Using treasuries from Jan 4 to Feb 18:
https://www.treasury.gov/resource-center/data-chart-center/interest-rates/pages/TextView.aspx?data=yieldYear&year=2021(feb 18) 3 yr treasury, 0.16% to 0.21%, 0.05% x -1 x 2.8 = -0.14% (actual -0.18%)
(feb 19) 3 yr treasury, 0.16% to 0.22%, 0.06% x -1 x 2.8 = -0.17% (actual -0.18%)
=> Not sure why Feb 19 is more accurate here, while Feb 18 is for the others...
7 yr treasury, 0.64% to 0.94%, 0.30% x -1 x 6.5 = -1.95% (actual -1.84%)
10 yr treasury, 0.93% to 1.29% (prorating roughly, 1/3rd of long term)
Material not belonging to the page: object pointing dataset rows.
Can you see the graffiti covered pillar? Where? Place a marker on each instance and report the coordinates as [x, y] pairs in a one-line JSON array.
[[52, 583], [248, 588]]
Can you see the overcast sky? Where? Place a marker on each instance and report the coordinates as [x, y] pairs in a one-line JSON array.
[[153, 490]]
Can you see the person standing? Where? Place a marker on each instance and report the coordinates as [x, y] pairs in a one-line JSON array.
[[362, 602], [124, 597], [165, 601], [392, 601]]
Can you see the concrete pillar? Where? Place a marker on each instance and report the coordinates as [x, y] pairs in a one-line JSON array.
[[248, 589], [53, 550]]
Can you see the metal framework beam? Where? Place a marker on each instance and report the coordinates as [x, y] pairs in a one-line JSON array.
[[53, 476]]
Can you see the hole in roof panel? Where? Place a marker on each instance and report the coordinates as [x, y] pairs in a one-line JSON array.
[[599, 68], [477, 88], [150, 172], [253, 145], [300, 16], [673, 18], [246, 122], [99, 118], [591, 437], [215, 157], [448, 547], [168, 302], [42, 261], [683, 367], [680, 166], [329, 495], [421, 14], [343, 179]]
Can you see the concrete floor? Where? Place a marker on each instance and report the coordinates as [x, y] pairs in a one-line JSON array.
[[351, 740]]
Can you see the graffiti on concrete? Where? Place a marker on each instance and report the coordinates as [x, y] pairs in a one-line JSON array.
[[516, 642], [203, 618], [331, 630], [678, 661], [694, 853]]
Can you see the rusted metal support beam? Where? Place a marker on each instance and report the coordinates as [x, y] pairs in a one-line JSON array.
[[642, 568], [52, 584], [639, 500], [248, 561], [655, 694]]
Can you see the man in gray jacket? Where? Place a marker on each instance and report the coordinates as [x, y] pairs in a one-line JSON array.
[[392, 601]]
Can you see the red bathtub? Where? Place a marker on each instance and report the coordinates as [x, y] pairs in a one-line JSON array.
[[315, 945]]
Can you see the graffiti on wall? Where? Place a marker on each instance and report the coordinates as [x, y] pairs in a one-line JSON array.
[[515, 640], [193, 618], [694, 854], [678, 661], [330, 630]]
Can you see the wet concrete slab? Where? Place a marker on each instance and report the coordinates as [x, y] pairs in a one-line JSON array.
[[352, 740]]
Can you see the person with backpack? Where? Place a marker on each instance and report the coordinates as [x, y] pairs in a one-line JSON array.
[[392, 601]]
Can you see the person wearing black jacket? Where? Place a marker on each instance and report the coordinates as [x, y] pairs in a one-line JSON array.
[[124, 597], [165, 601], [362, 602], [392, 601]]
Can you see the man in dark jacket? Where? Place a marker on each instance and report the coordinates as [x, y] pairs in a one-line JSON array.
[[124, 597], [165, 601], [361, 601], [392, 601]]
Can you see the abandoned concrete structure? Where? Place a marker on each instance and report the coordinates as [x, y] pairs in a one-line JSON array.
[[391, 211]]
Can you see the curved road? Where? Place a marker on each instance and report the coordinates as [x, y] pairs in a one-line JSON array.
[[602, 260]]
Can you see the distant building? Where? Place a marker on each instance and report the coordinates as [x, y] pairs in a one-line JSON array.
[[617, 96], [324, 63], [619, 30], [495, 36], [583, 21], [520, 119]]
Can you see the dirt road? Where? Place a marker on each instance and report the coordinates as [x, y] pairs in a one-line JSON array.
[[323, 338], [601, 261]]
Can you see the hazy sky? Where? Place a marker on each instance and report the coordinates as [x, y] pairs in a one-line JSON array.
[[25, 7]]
20 yr treasury, 1.46% to 1.91% (prorating roughly, 2/3rd of long term)
Long term (0.36 / 3 = 0.12) + (0.45 * 2 / 3 = 0.30) = 0.42 x -1 x 16.2 = -6.8%
(actual BLV performance was -6.7%)
Notice that duration was a good estimate of the drop in each bond fund, and that longer term bonds got hit from two directions: larger duration, and bigger increases in yields. That's why losses in long term bonds were 37x higher than short term bonds, despite their durations being 6x apart.
I generally prefer shorter term bonds, and take my risk in equities.